Hal serupa nampaknya terjadi juga dalam ekspedisi militer ke Mangir yang gagal. Posisi Mangir menjadi kuat karena kademangan-kademangan (sekarang menjadi nama-nama kecamatan di kabupaten Bantul DIY) bersekutu dengan Mangir. Ada kemungkinan Mangir juga didukung penguasa di seberang sungai Progo (kabupaten Kulon Progo DIY sekarang) dan penduduk di aliran sungai Bedog, dari gunung Merapi hingga pantai Selatan. Karena hal itu maka penaklukan Mangir adalah kombinasi antara perkawinan, tipuan politik dan manuver militer.
Bersandarkan cerita tutur yang berkembang. Ki Ageng Mangir (Ki Wanabaya) menyelenggarakan hajatan. Yang dipertuan di Kulon Progo mengirim anak gadisnya untuk membantu Wanabaya. Karena tidak membawa peralatan, maka Ki Wanabaya meminjamkan senjatanya ke gadis tersebut dengan syarat senjata tersebut jangan ditaruh diatas paha (dipangku; bahasa Jawa).
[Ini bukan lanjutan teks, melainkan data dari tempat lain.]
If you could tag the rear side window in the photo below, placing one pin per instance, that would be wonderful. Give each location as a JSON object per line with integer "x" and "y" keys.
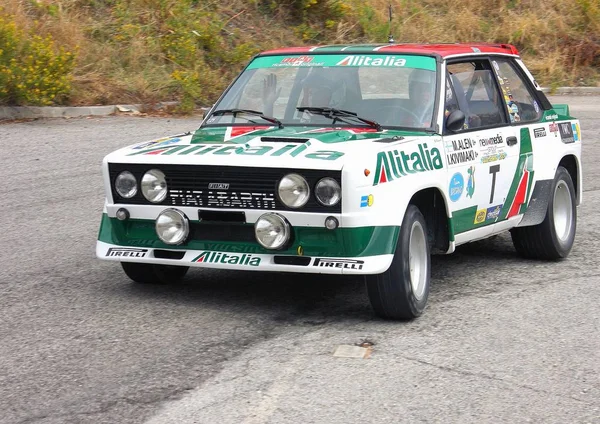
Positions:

Namun gadis itu alpa yang berakibat pada kehamilannya. Ketika sang bayi dilahirkan berujud ular, dan diberi nama Baru Klinting. Dia disembuyikan dalam sebuah tempayan di pinggir rawa. Ketika si ular semakin besar pecahlah tempayan itu, dan sang ularpun mencari bapaknya hingga ke gunung Merapi. Jalur yang dilewati Baru Klinting menjadi sungai yang bernama Bedog (mencuri dalam bahasa Jawa). Ki Wanabaya bersedia mengakui Baru Klinting menjadi anak asalkan mampu mengelilingi gunung Merapi. Baru Klinting hampir gagal mengelilingi gunung Merapi andaikata ia tidak menjulurkan lidahnya. Namun ketika berhasil lidah itu dipotong oleh Ki Wanabaya sehingga sang ular menjadi tombak dan diserahkan ke anaknya yang menjadi dipertuan di Mangir yang dikenal juga sebagai Ki Ageng Mangir yang sedang mendapat ancaman ekspansi Mataram.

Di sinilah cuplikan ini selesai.